TextBlob and VaderSentiment were also used for sentiment analysis. They are quick and easy to use, give decent results. But Transformer based models give better results.
https://textblob.readthedocs.io/en/dev/quickstart.html#sentiment-analysis https://github.com/cjhutto/vaderSentiment#code-examples
Keyword, Topic Modelling Some specific libraries like KeyBERT for keyword extraction and BERTopic for Topic analysis were tried for popularity but the results are unclear. Might need more data to see better results. https://github.com/MaartenGr/KeyBERT https://github.com/MaartenGr/BERTopic
For topic modelling using Spacy/Gensim with LDA is the preferred approach and gives decent results. Spacy NLP pipeline with large English model was used. https://spacy.io/usage/processing-pipelines#processing https://radimrehurek.com/gensim/models/ldamodel.html
NLTK and scikit-learn can be used for tokenizing, lemmatizing and normalizing the text to get different word measures like countvector, tf-idf, etc. https://www.nltk.org/book_1ed/ https://scikit-learn.org/stable/modules/feature_extraction.html#common-vectorizer-usage
Visualization PylDavis, matplotlib and WordCloud libraies can be used for visualizing the topic terms in different ways. I have avoided posting the wordcloud as some words are not appropriate, you can see that in the results if you run the notebook.
https://nbviewer.ipython.org/github/bmabey/pyLDAvis/blob/master/notebooks/pyLDAvis_overview.ipynb https://amueller.github.io/word_cloud/auto_examples/simple.html#sphx-glr-auto-examples-simple-py
POS tagging For POS tagging, spacy is quick and easy to use. The results from the model, using only noun or verb words, can then be used for different NLP tasks like keyword, topic modelling etc. This can sometimes be more accurate and efficient than passing the entire text data. However, one of the limitations in this approach is it loses the context and meaning of the language as it ignores the order and location of words and sentences. That is where models like BERT are very good as they remove the need for normalizing the text to a dictionary of words.

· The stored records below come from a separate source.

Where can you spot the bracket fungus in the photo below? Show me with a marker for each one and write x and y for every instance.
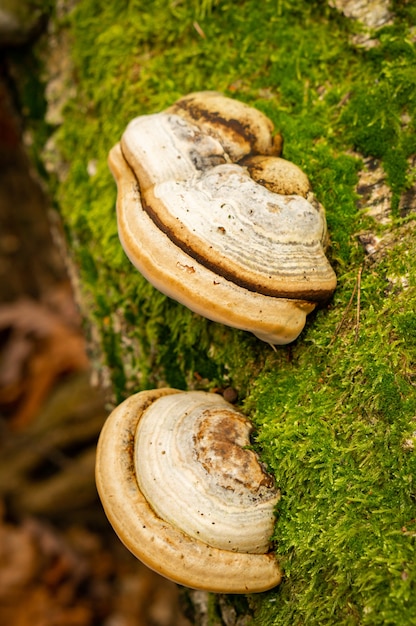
(213, 217)
(185, 494)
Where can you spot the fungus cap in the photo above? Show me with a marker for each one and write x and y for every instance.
(185, 495)
(213, 233)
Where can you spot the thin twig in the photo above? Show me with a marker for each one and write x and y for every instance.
(357, 316)
(341, 323)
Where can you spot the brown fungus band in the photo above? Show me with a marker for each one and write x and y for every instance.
(212, 216)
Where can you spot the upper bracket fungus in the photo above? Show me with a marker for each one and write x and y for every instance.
(185, 494)
(213, 217)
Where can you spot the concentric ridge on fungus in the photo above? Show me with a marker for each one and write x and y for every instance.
(185, 494)
(212, 216)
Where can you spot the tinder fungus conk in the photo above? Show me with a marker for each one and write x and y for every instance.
(185, 493)
(213, 217)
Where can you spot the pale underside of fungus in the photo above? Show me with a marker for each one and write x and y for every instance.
(213, 217)
(185, 494)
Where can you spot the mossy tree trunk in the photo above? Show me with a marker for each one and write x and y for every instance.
(335, 411)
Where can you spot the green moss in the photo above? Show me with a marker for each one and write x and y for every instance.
(333, 411)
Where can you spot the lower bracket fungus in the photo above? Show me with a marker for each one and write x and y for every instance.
(184, 492)
(213, 217)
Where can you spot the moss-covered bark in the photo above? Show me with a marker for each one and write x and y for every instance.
(335, 412)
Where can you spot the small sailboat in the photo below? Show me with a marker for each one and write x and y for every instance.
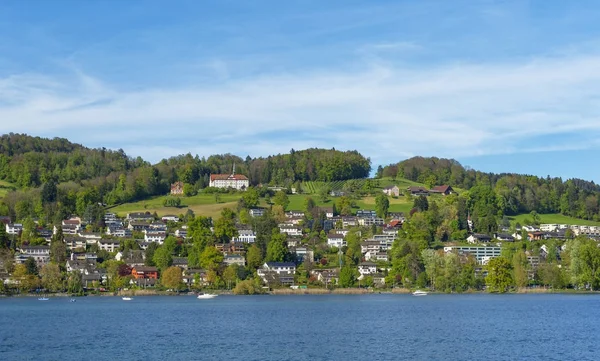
(206, 296)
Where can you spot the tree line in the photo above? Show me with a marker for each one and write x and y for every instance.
(514, 193)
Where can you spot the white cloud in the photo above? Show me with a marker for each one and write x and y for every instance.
(385, 112)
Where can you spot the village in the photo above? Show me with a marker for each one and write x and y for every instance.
(319, 256)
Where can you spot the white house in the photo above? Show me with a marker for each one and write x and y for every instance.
(367, 268)
(291, 230)
(155, 236)
(236, 181)
(245, 236)
(335, 240)
(14, 228)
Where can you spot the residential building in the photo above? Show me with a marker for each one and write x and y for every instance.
(41, 254)
(155, 236)
(445, 190)
(230, 259)
(177, 189)
(392, 191)
(235, 181)
(14, 228)
(481, 253)
(335, 240)
(245, 236)
(109, 245)
(170, 218)
(144, 272)
(367, 268)
(479, 238)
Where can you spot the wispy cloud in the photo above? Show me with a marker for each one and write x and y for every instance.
(385, 112)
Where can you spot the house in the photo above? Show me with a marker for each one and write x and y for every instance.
(418, 191)
(445, 190)
(245, 236)
(366, 213)
(182, 232)
(177, 189)
(180, 262)
(370, 221)
(504, 237)
(235, 181)
(367, 268)
(335, 240)
(479, 238)
(75, 242)
(290, 230)
(155, 236)
(535, 236)
(282, 272)
(482, 254)
(14, 228)
(140, 216)
(170, 218)
(392, 191)
(327, 210)
(41, 254)
(370, 247)
(256, 212)
(109, 245)
(230, 259)
(144, 272)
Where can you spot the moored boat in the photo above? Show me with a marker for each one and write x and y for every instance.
(206, 296)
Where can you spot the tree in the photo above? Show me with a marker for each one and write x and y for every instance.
(520, 267)
(211, 258)
(277, 249)
(172, 278)
(230, 275)
(499, 278)
(162, 257)
(51, 277)
(31, 266)
(347, 276)
(225, 228)
(382, 205)
(421, 203)
(250, 197)
(253, 257)
(281, 199)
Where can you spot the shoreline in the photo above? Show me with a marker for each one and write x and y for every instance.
(299, 292)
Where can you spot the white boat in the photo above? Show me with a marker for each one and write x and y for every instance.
(206, 296)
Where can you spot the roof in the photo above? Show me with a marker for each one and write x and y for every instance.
(214, 177)
(281, 264)
(441, 189)
(145, 269)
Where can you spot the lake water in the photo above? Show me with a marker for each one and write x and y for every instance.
(369, 327)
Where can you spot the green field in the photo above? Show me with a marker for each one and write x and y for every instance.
(202, 205)
(554, 218)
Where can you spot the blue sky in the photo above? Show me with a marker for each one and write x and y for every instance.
(503, 86)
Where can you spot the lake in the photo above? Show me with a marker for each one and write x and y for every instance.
(366, 327)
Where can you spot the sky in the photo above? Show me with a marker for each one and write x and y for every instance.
(501, 86)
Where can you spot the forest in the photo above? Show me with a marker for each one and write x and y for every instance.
(54, 178)
(512, 193)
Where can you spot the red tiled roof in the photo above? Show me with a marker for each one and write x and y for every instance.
(214, 177)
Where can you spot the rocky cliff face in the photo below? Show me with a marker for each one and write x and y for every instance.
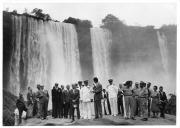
(135, 54)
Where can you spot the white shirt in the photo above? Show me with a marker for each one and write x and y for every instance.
(86, 94)
(112, 91)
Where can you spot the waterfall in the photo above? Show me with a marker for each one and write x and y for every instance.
(164, 54)
(101, 43)
(44, 52)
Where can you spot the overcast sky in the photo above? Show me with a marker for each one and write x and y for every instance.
(143, 14)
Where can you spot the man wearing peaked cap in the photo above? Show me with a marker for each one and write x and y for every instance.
(86, 101)
(112, 91)
(110, 80)
(128, 93)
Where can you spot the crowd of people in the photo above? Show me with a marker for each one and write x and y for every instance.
(94, 101)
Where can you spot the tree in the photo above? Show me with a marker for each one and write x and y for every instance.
(39, 13)
(112, 23)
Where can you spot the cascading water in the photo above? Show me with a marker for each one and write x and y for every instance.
(164, 54)
(101, 40)
(44, 52)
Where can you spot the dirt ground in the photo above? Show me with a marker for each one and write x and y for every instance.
(106, 120)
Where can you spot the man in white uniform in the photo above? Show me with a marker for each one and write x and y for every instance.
(86, 100)
(112, 91)
(105, 110)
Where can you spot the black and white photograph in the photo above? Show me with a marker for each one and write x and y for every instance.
(89, 64)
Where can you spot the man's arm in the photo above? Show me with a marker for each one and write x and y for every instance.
(98, 89)
(78, 96)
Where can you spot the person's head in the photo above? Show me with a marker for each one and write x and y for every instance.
(144, 84)
(42, 87)
(56, 85)
(67, 87)
(76, 85)
(20, 95)
(141, 84)
(128, 84)
(137, 85)
(62, 86)
(120, 85)
(155, 88)
(110, 81)
(86, 83)
(148, 85)
(161, 88)
(38, 86)
(80, 83)
(95, 79)
(104, 90)
(73, 86)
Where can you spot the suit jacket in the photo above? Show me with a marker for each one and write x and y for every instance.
(67, 96)
(162, 97)
(97, 92)
(74, 95)
(60, 96)
(55, 98)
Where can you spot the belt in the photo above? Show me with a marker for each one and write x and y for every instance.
(127, 95)
(142, 97)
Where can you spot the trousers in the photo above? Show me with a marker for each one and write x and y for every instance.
(113, 104)
(98, 108)
(136, 106)
(104, 107)
(120, 106)
(87, 110)
(129, 106)
(144, 107)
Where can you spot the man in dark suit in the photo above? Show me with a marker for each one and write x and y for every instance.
(74, 101)
(20, 104)
(97, 89)
(67, 101)
(120, 100)
(163, 101)
(60, 103)
(53, 101)
(149, 97)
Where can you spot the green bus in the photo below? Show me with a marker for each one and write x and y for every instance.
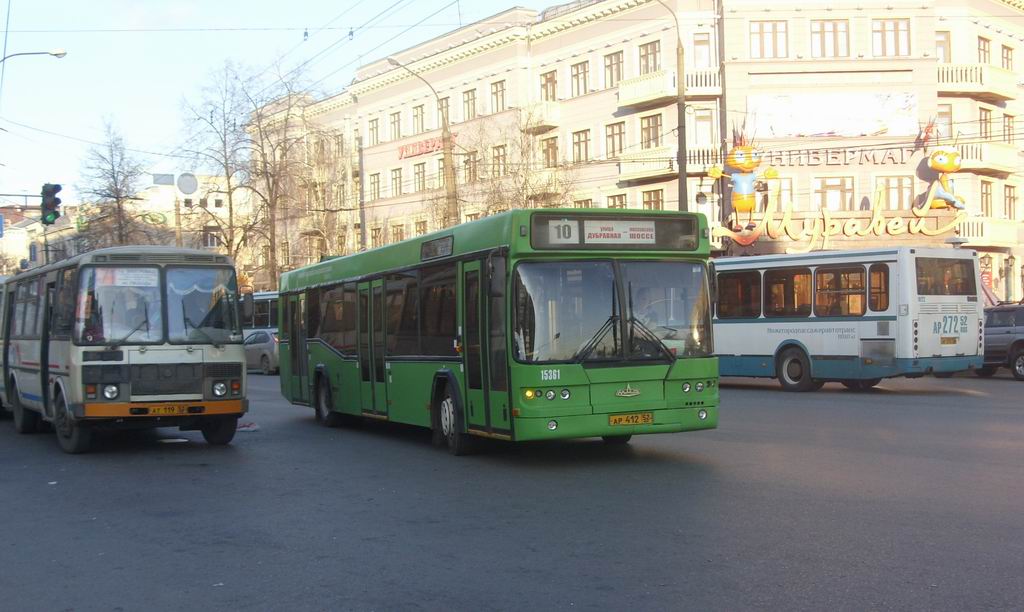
(529, 324)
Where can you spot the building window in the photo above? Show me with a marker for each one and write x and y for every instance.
(891, 38)
(442, 112)
(829, 38)
(395, 126)
(375, 132)
(942, 47)
(650, 57)
(499, 161)
(650, 131)
(549, 148)
(581, 146)
(704, 121)
(469, 104)
(395, 182)
(701, 51)
(211, 237)
(418, 119)
(498, 96)
(986, 199)
(549, 86)
(614, 139)
(375, 186)
(612, 69)
(897, 191)
(944, 121)
(470, 167)
(768, 40)
(834, 192)
(617, 201)
(653, 200)
(420, 177)
(580, 78)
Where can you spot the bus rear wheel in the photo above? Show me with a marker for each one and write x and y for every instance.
(450, 420)
(74, 436)
(794, 370)
(26, 421)
(219, 431)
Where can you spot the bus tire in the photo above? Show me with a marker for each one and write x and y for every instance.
(794, 370)
(616, 440)
(452, 422)
(219, 431)
(1017, 362)
(75, 437)
(325, 413)
(26, 421)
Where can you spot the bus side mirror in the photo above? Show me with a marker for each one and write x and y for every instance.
(248, 307)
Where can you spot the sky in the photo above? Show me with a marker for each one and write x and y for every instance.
(134, 61)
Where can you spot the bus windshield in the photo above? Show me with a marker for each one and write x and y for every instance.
(945, 276)
(202, 305)
(569, 311)
(118, 305)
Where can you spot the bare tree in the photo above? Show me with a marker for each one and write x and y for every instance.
(219, 146)
(112, 177)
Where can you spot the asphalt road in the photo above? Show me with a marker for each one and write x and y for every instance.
(909, 496)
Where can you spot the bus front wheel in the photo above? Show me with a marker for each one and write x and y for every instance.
(794, 370)
(450, 420)
(74, 436)
(219, 431)
(26, 421)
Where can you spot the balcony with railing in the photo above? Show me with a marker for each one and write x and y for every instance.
(978, 80)
(541, 117)
(990, 158)
(988, 231)
(645, 164)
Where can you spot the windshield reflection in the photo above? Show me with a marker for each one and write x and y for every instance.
(202, 305)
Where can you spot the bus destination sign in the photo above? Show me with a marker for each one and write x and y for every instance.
(619, 232)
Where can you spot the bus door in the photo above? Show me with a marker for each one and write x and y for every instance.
(297, 349)
(377, 321)
(473, 351)
(366, 359)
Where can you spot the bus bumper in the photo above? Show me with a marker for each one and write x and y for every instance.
(143, 409)
(587, 426)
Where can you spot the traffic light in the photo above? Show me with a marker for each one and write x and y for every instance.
(50, 204)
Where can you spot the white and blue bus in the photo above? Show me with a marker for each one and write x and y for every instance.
(853, 317)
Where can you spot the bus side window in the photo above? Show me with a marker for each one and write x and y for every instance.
(879, 283)
(739, 295)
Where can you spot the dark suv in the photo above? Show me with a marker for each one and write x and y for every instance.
(1004, 340)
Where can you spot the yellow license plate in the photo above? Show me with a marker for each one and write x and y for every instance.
(634, 419)
(167, 410)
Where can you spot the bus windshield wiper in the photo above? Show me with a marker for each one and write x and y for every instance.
(651, 337)
(595, 340)
(145, 321)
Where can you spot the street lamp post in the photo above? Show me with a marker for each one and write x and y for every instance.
(451, 197)
(680, 111)
(54, 52)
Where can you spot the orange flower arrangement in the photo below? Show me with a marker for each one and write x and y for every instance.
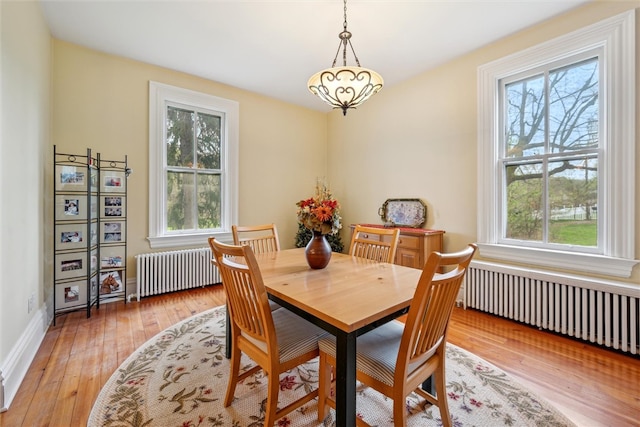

https://spacy.io/usage/linguistic-features#pos-tagging
Customized multi model for keyword, topic extraction Transformer based BERT or other models generally give better results when compared to Spacy, Gensim, etc. However for Topic modelling or keyword extraction, there is no well defined process or transformer pipeline. It requires combining different libraries and algorithms and is supposed to give better results due to the large pre-trained language model. One approach would be to get a dictionary of main word tokens or POS category words and create an embedding using the BERT model and then perform cosine similarity to find the main words in the text. But that requires multiple libraries to work in one environment, which is difficult and not working at the moment as given in the Note below. Partial code has been and is not complete. Will provide it later once it is working.
Note - faced known issues with Tensorflow/Pytorch/Transformers and other libraries on Macbook M1. There are lots of libraries and dependencies, eventually something breaks and very difficult to setup locally using miniforge, etc. Used Google Colab as it works for most libraries, but when using transformer DistilBERT model to load the word embeddings in memory it fails due to large size. This problem requires a fully working local machine setup or a large RAM cloud based service like AWS, etc.